Paradoks ini jelas menunjukkan kegagalan dalam membaca prioritas. Kesehatan publik bukan soal kemewahan, melainkan soal fondasi. Negara yang sehat bukanlah negara dengan gedung rumah sakit menjulang tinggi, melainkan negara yang mampu memastikan setiap warganya memiliki air bersih, gizi cukup, bebas dari penyakit menular, dan layanan primer yang merata.
Kasus kematian akibat cacingan seharusnya menjadi alarm keras. Ini pengingat bahwa Indonesia belum benar-benar menuntaskan masalah kesehatan dasar. Masyarakat butuh intervensi nyata: sanitasi yang layak, gizi yang memadai, edukasi perilaku hidup sehat, serta penguatan puskesmas sebagai garda terdepan.
Membangun rumah sakit modern memang penting, tetapi jangan sampai melupakan masalah paling mendasar.

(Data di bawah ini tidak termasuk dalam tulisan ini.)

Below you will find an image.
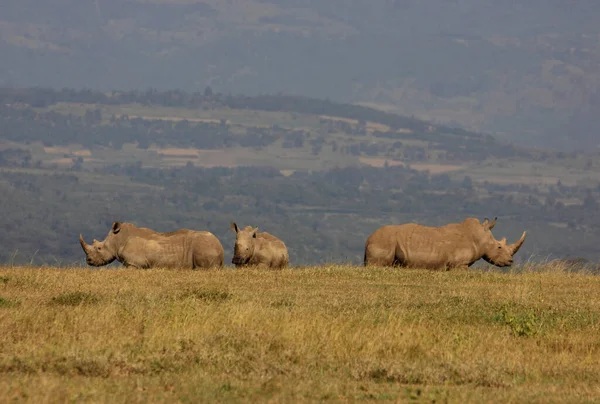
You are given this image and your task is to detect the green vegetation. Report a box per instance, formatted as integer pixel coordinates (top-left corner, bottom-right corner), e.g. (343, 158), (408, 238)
(50, 291), (101, 306)
(0, 297), (19, 308)
(0, 265), (599, 402)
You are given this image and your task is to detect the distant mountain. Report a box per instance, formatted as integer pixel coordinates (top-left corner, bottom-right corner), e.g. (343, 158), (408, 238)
(1, 0), (599, 149)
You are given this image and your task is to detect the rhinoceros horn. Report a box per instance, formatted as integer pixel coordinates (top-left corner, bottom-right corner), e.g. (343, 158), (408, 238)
(509, 232), (527, 255)
(79, 234), (93, 253)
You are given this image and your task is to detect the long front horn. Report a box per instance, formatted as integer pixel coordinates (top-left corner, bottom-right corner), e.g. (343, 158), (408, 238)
(509, 231), (527, 255)
(79, 234), (92, 252)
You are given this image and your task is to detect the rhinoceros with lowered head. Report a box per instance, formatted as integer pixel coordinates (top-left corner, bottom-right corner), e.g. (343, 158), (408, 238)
(364, 217), (526, 270)
(230, 222), (289, 269)
(79, 221), (224, 269)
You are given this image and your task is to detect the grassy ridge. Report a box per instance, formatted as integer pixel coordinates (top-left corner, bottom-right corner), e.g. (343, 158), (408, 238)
(1, 265), (599, 402)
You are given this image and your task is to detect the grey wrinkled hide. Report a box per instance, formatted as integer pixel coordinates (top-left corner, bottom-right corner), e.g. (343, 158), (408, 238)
(80, 222), (224, 269)
(364, 217), (526, 270)
(230, 222), (289, 269)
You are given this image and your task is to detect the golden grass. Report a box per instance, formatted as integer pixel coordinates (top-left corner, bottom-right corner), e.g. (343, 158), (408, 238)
(1, 265), (600, 403)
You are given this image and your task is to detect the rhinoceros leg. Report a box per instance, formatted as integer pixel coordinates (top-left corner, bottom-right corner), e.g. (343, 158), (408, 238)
(193, 252), (225, 269)
(364, 244), (395, 267)
(192, 255), (211, 269)
(392, 246), (407, 267)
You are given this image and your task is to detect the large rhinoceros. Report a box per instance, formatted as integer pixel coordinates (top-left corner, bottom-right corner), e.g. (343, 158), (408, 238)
(230, 222), (289, 269)
(364, 217), (526, 270)
(79, 221), (224, 269)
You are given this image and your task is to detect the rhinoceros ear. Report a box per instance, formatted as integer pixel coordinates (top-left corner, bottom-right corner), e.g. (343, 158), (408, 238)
(112, 222), (121, 234)
(252, 227), (259, 238)
(483, 217), (497, 230)
(230, 222), (239, 233)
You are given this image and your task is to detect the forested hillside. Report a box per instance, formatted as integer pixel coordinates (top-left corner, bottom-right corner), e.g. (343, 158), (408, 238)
(1, 1), (599, 148)
(1, 88), (600, 266)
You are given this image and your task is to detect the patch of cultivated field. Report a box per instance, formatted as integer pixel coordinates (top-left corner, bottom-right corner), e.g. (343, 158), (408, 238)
(152, 148), (238, 168)
(43, 147), (92, 157)
(359, 158), (466, 174)
(1, 265), (599, 402)
(410, 163), (466, 174)
(464, 161), (600, 187)
(42, 103), (325, 131)
(318, 115), (394, 134)
(359, 156), (405, 168)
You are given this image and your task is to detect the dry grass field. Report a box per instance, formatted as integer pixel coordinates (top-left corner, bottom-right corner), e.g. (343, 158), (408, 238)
(1, 265), (600, 403)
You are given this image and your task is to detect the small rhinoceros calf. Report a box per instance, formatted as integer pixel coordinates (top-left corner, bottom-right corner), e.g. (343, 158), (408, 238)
(230, 222), (289, 269)
(79, 222), (224, 269)
(364, 217), (526, 270)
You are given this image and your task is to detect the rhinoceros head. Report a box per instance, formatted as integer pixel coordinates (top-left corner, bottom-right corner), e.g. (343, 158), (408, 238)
(230, 222), (258, 265)
(479, 217), (527, 267)
(79, 222), (123, 266)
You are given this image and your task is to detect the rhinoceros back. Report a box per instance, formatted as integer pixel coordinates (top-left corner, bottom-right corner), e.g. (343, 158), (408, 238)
(120, 229), (223, 269)
(254, 232), (289, 269)
(364, 223), (475, 269)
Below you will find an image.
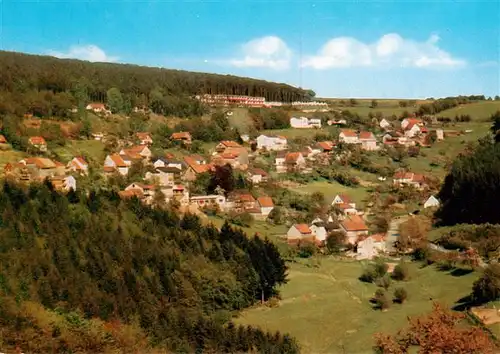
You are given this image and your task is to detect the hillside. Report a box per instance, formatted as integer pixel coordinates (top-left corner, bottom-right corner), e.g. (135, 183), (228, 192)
(0, 51), (308, 118)
(437, 101), (500, 121)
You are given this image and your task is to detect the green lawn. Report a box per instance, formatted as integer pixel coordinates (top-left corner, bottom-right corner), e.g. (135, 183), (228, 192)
(235, 258), (477, 353)
(261, 128), (324, 139)
(290, 180), (369, 206)
(53, 140), (105, 163)
(0, 149), (26, 174)
(438, 101), (500, 122)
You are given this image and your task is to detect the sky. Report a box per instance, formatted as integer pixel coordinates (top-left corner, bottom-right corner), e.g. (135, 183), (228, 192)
(0, 0), (499, 98)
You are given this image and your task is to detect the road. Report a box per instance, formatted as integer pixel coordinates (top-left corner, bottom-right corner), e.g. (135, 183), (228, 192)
(386, 215), (409, 254)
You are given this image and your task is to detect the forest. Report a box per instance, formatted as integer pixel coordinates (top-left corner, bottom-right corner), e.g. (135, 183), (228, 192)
(0, 180), (298, 353)
(0, 51), (308, 118)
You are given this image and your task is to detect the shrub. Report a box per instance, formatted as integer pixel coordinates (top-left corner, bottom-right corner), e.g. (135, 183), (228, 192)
(393, 287), (408, 303)
(392, 261), (411, 281)
(360, 259), (389, 283)
(374, 259), (389, 278)
(360, 267), (378, 283)
(373, 289), (391, 310)
(298, 243), (317, 258)
(375, 275), (392, 290)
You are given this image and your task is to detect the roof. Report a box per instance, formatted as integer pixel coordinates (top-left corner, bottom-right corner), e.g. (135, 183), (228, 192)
(54, 161), (65, 167)
(127, 145), (148, 153)
(74, 157), (87, 166)
(108, 154), (127, 168)
(28, 136), (46, 145)
(184, 156), (212, 174)
(87, 103), (106, 109)
(257, 196), (274, 208)
(404, 118), (424, 130)
(119, 189), (144, 199)
(171, 131), (192, 140)
(316, 141), (334, 151)
(23, 157), (56, 169)
(238, 193), (256, 203)
(156, 166), (182, 174)
(340, 129), (357, 137)
(136, 132), (152, 140)
(359, 131), (375, 140)
(336, 193), (352, 205)
(219, 140), (242, 148)
(370, 233), (387, 242)
(0, 135), (7, 143)
(341, 215), (368, 231)
(294, 224), (312, 234)
(285, 152), (303, 163)
(249, 167), (268, 176)
(394, 171), (414, 180)
(127, 183), (154, 190)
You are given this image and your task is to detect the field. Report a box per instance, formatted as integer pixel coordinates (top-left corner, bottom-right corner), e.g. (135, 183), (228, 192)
(235, 258), (478, 353)
(290, 180), (369, 206)
(438, 101), (500, 121)
(53, 140), (105, 163)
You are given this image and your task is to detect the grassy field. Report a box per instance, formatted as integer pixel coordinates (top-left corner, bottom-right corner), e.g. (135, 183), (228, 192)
(235, 258), (478, 353)
(438, 101), (500, 121)
(260, 128), (325, 139)
(53, 140), (105, 163)
(290, 180), (369, 206)
(0, 149), (26, 174)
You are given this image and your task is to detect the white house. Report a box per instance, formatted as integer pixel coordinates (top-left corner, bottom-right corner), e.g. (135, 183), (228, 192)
(436, 129), (444, 141)
(379, 119), (392, 130)
(275, 151), (287, 173)
(67, 157), (88, 175)
(286, 224), (315, 244)
(104, 154), (129, 176)
(332, 194), (357, 215)
(154, 157), (184, 170)
(310, 223), (328, 244)
(145, 166), (181, 187)
(86, 103), (107, 113)
(359, 131), (378, 151)
(247, 168), (268, 184)
(340, 215), (369, 244)
(257, 196), (274, 217)
(339, 129), (359, 144)
(290, 117), (321, 129)
(308, 118), (322, 128)
(190, 195), (226, 210)
(256, 135), (288, 151)
(424, 195), (440, 209)
(357, 234), (386, 260)
(51, 175), (77, 192)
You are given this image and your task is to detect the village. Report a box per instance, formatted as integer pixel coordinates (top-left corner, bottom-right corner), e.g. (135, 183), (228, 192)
(0, 96), (461, 261)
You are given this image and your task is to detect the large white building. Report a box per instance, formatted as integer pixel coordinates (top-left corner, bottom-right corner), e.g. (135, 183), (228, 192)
(290, 117), (322, 129)
(256, 134), (288, 151)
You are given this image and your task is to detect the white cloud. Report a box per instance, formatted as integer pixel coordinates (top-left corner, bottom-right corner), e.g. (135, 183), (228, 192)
(229, 36), (292, 70)
(302, 33), (465, 69)
(47, 45), (119, 62)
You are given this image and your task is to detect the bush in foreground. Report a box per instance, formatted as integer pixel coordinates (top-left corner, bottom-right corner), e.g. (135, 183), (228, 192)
(393, 287), (408, 304)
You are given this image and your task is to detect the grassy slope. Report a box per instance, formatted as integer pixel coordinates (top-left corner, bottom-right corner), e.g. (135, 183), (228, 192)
(438, 101), (500, 121)
(235, 258), (477, 353)
(53, 140), (105, 163)
(289, 181), (369, 207)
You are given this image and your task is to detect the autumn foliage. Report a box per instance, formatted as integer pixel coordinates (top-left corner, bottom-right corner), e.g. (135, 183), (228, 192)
(374, 303), (496, 354)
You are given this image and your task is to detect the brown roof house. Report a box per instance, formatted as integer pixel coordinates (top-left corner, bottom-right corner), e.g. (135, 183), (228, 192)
(246, 168), (269, 184)
(136, 132), (153, 146)
(104, 154), (129, 176)
(28, 136), (47, 152)
(67, 157), (89, 175)
(393, 171), (427, 189)
(286, 224), (317, 245)
(171, 131), (192, 145)
(358, 131), (378, 151)
(340, 215), (369, 244)
(182, 155), (213, 181)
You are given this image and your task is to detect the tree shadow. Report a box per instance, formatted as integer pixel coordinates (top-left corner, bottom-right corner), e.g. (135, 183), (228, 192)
(452, 294), (487, 311)
(450, 268), (474, 277)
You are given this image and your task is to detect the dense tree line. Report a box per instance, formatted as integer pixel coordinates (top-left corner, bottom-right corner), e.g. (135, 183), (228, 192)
(0, 51), (307, 119)
(0, 180), (297, 353)
(416, 95), (486, 116)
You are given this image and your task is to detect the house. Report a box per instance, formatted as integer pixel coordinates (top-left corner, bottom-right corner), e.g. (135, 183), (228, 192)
(118, 188), (144, 201)
(215, 140), (243, 153)
(171, 131), (192, 144)
(104, 154), (129, 176)
(393, 171), (426, 189)
(357, 233), (387, 259)
(286, 224), (316, 244)
(359, 131), (378, 151)
(246, 168), (269, 184)
(20, 157), (64, 179)
(401, 118), (423, 130)
(50, 175), (77, 192)
(285, 152), (306, 172)
(145, 166), (181, 186)
(275, 151), (287, 173)
(402, 118), (425, 138)
(227, 192), (257, 213)
(125, 183), (155, 204)
(340, 215), (369, 244)
(212, 148), (249, 170)
(162, 184), (190, 205)
(315, 141), (335, 153)
(28, 136), (47, 152)
(257, 196), (274, 217)
(67, 157), (89, 175)
(256, 135), (288, 151)
(339, 129), (359, 144)
(290, 117), (322, 129)
(136, 132), (153, 145)
(436, 129), (444, 141)
(190, 195), (226, 211)
(327, 119), (347, 126)
(183, 155), (213, 181)
(379, 119), (392, 130)
(424, 195), (440, 209)
(0, 135), (7, 144)
(92, 132), (104, 141)
(86, 103), (107, 113)
(310, 220), (328, 245)
(332, 194), (357, 210)
(153, 156), (184, 170)
(119, 145), (152, 161)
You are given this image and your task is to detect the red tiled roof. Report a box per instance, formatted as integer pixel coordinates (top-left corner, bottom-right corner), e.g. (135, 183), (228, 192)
(75, 157), (87, 166)
(294, 224), (312, 234)
(184, 156), (212, 174)
(219, 140), (242, 148)
(340, 129), (357, 137)
(54, 161), (65, 167)
(337, 193), (353, 205)
(317, 141), (334, 151)
(136, 132), (152, 140)
(171, 131), (192, 140)
(28, 136), (46, 145)
(119, 189), (144, 199)
(257, 196), (274, 208)
(238, 193), (256, 203)
(394, 171), (413, 180)
(88, 103), (106, 109)
(0, 135), (7, 143)
(249, 168), (268, 176)
(341, 215), (368, 231)
(23, 157), (56, 169)
(285, 152), (302, 163)
(103, 166), (116, 172)
(109, 154), (127, 168)
(404, 118), (424, 131)
(359, 131), (375, 140)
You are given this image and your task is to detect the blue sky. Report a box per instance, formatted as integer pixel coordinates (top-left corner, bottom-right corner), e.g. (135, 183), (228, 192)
(1, 0), (499, 98)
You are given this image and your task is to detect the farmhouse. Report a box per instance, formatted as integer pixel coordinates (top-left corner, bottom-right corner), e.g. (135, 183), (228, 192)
(215, 140), (243, 153)
(104, 154), (129, 176)
(66, 157), (89, 175)
(50, 175), (77, 192)
(171, 131), (192, 144)
(331, 194), (357, 216)
(28, 136), (47, 152)
(125, 183), (155, 204)
(340, 215), (369, 244)
(285, 152), (306, 172)
(286, 224), (316, 244)
(314, 141), (335, 153)
(393, 171), (426, 189)
(153, 156), (184, 170)
(119, 145), (152, 161)
(246, 168), (269, 184)
(256, 134), (288, 151)
(402, 118), (426, 138)
(227, 192), (257, 213)
(256, 196), (274, 218)
(136, 132), (153, 145)
(379, 118), (392, 130)
(190, 194), (226, 211)
(357, 233), (387, 260)
(145, 166), (181, 187)
(339, 129), (359, 144)
(183, 155), (213, 181)
(290, 117), (321, 128)
(424, 195), (440, 209)
(359, 131), (378, 151)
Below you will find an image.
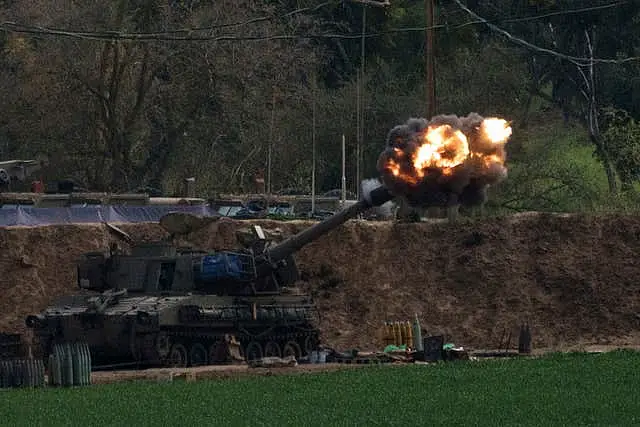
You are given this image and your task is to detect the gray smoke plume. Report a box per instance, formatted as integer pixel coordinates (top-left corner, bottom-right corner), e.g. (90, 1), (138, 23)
(361, 178), (396, 218)
(376, 113), (510, 209)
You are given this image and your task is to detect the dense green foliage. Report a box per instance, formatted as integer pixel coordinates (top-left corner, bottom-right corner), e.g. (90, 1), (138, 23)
(1, 351), (639, 426)
(0, 1), (639, 212)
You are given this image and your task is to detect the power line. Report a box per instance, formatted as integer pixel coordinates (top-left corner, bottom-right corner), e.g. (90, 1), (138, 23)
(1, 0), (639, 68)
(0, 2), (334, 41)
(2, 16), (631, 45)
(0, 24), (418, 41)
(0, 1), (626, 41)
(454, 1), (628, 28)
(0, 18), (455, 41)
(452, 0), (638, 66)
(0, 0), (387, 40)
(349, 0), (390, 6)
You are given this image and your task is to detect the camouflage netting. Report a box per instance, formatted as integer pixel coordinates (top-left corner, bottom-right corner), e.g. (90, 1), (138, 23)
(1, 213), (640, 352)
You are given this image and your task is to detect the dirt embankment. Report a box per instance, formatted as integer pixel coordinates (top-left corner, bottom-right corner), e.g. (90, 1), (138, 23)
(1, 212), (640, 351)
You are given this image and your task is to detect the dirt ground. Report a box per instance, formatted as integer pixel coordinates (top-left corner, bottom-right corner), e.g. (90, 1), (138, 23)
(90, 362), (375, 385)
(1, 212), (640, 354)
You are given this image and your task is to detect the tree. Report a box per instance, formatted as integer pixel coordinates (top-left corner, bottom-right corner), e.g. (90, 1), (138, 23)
(463, 0), (640, 193)
(600, 108), (640, 190)
(0, 0), (325, 194)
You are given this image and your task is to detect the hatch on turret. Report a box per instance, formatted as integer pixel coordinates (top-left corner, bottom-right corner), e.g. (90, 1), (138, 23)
(77, 251), (109, 291)
(140, 260), (177, 292)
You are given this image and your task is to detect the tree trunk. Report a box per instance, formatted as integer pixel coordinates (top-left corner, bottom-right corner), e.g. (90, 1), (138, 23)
(580, 27), (617, 194)
(590, 134), (618, 193)
(519, 90), (534, 130)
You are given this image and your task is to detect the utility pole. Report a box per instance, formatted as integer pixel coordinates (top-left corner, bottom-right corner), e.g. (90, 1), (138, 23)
(311, 80), (316, 215)
(267, 89), (276, 195)
(341, 134), (346, 204)
(425, 0), (436, 118)
(350, 0), (390, 200)
(357, 5), (366, 200)
(356, 59), (360, 199)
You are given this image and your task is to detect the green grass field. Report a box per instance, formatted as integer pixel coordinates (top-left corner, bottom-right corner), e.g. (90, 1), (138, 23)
(1, 351), (639, 427)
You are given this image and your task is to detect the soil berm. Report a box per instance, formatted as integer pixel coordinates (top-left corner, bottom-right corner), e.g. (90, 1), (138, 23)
(1, 212), (639, 352)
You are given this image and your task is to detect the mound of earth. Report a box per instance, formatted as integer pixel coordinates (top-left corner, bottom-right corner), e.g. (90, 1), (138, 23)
(1, 212), (639, 352)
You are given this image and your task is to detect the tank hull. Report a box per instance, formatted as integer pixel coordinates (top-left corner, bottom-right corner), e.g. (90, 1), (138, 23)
(29, 294), (319, 368)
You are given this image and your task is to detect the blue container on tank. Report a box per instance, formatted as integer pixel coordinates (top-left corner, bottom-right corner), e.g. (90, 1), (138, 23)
(198, 253), (244, 281)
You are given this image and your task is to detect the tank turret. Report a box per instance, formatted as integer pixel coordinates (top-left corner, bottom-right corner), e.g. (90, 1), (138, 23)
(73, 184), (393, 296)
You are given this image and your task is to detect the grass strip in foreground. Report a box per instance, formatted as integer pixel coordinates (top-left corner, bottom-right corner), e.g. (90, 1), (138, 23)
(1, 350), (638, 426)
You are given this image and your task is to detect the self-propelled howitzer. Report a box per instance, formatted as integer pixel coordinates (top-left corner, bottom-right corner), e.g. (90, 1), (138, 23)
(25, 185), (394, 368)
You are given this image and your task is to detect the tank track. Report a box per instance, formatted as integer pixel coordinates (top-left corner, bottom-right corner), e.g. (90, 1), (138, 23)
(132, 325), (320, 368)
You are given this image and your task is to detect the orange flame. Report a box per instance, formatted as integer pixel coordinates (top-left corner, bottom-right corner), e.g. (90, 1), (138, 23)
(414, 125), (470, 172)
(481, 118), (512, 144)
(382, 118), (511, 185)
(388, 159), (401, 176)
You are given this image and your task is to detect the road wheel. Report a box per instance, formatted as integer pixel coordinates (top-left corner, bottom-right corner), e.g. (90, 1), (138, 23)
(263, 341), (281, 358)
(282, 341), (302, 359)
(189, 343), (208, 367)
(209, 341), (227, 364)
(303, 335), (318, 356)
(136, 334), (160, 365)
(244, 341), (263, 361)
(167, 343), (188, 367)
(156, 332), (171, 360)
(129, 324), (141, 362)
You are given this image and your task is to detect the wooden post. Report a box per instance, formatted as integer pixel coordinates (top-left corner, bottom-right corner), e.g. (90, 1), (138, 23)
(425, 0), (436, 118)
(267, 90), (276, 195)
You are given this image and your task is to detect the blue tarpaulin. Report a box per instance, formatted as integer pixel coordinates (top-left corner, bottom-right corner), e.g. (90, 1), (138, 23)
(0, 205), (218, 227)
(199, 254), (245, 280)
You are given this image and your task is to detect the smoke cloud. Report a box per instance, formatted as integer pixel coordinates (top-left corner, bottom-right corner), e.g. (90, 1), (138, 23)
(361, 178), (396, 218)
(376, 113), (511, 209)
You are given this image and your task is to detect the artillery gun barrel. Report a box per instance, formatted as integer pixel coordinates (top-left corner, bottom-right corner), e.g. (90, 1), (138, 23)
(266, 185), (393, 263)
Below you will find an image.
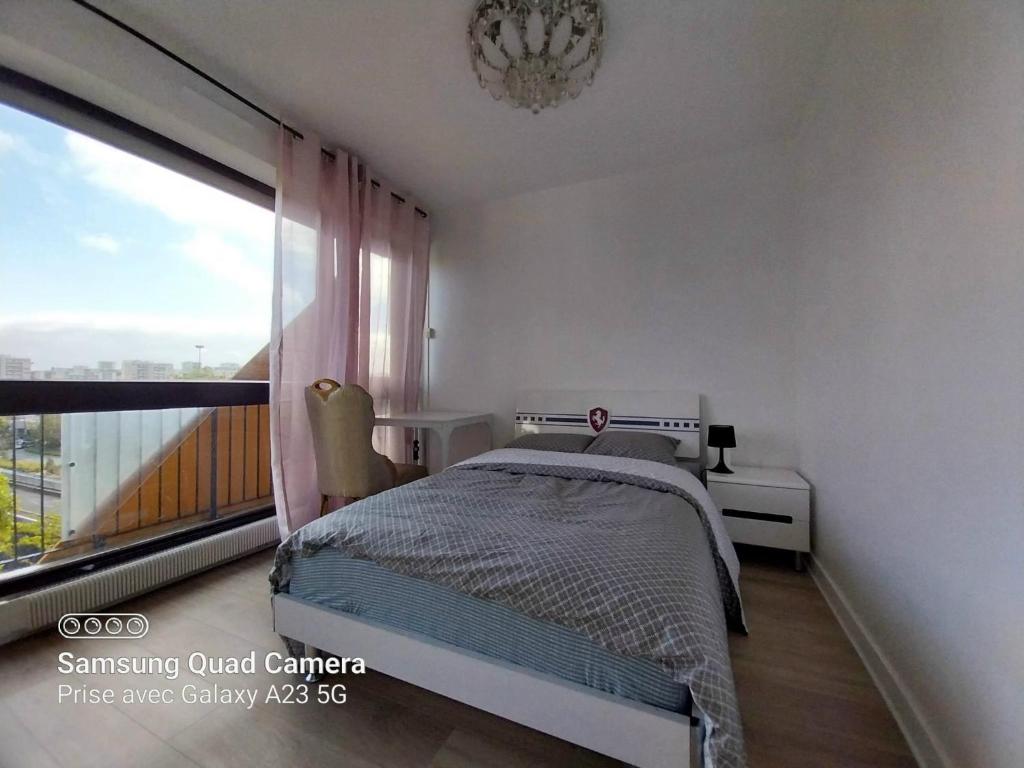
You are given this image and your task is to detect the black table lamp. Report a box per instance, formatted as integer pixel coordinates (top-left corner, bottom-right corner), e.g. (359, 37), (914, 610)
(707, 425), (736, 474)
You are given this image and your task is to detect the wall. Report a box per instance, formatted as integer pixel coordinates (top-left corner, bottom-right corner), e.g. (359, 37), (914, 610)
(428, 138), (801, 468)
(792, 2), (1023, 766)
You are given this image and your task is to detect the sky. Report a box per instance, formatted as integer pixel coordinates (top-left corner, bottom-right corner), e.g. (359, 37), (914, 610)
(0, 102), (274, 371)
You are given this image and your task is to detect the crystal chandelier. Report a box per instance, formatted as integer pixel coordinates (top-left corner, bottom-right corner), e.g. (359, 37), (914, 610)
(468, 0), (606, 113)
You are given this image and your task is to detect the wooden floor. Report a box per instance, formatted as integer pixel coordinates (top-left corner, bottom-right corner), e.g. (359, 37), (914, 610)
(0, 546), (915, 768)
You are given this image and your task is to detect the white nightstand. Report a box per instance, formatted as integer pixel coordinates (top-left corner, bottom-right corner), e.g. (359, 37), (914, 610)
(705, 466), (810, 570)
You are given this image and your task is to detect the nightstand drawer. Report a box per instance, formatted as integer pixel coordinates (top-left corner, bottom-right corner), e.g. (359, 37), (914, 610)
(707, 482), (809, 522)
(719, 514), (809, 552)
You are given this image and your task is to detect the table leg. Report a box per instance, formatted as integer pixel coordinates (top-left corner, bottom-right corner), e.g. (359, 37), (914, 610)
(439, 426), (453, 469)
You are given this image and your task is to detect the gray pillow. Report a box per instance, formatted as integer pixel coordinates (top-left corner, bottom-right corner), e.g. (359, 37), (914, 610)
(505, 433), (595, 453)
(583, 431), (679, 465)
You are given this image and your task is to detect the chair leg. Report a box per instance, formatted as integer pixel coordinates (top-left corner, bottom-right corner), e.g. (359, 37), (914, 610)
(320, 495), (329, 517)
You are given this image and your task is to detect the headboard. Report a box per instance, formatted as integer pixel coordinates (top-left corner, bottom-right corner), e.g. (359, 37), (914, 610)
(515, 389), (701, 459)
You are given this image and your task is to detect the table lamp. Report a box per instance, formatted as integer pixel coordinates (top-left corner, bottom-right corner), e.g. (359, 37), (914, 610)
(707, 425), (736, 474)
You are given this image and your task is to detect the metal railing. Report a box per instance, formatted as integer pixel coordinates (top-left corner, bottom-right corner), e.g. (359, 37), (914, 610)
(0, 381), (271, 580)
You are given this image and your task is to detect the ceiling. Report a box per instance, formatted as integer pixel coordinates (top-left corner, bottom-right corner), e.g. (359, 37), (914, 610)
(97, 0), (840, 211)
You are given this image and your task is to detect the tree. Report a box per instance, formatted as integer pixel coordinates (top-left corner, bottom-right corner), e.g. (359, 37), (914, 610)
(0, 474), (16, 562)
(0, 416), (10, 449)
(178, 366), (219, 380)
(24, 414), (61, 454)
(0, 474), (62, 568)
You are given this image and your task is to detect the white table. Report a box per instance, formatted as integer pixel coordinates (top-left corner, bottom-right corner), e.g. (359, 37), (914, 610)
(706, 465), (811, 570)
(375, 410), (493, 469)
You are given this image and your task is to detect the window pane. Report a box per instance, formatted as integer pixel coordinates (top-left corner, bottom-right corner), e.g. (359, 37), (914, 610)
(0, 101), (273, 381)
(0, 101), (274, 578)
(1, 405), (272, 577)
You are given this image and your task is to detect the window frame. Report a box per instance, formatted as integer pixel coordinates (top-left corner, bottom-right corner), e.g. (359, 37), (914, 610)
(0, 65), (274, 210)
(0, 66), (277, 597)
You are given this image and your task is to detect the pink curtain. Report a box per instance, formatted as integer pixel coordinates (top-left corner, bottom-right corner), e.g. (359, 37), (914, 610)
(270, 128), (429, 535)
(357, 178), (431, 461)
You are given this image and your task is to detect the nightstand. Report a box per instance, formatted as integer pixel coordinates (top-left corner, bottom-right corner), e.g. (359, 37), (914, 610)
(705, 466), (810, 570)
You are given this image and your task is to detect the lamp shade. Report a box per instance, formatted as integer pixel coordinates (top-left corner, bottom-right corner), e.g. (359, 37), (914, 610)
(707, 425), (736, 449)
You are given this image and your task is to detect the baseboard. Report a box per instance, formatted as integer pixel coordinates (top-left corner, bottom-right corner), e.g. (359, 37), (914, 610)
(808, 555), (953, 768)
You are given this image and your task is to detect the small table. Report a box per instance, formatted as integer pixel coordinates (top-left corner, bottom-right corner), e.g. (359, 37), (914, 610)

Jangan sampai kita sibuk memoles wajah kesehatan dengan kosmetik mahal, sementara tubuhnya rapuh karena penyakit klasik.
Jika benar ingin meningkatkan derajat kesehatan masyarakat, arah pembangunan harus berubah: dari melangit kembali membumi. Karena kesehatan rakyat bukan ditentukan seberapa mewah rumah sakit yang dibangun serta seberapa banyak alat tersedia, melainkan oleh seberapa kokoh fondasi kesehatan dasar yang dijaga.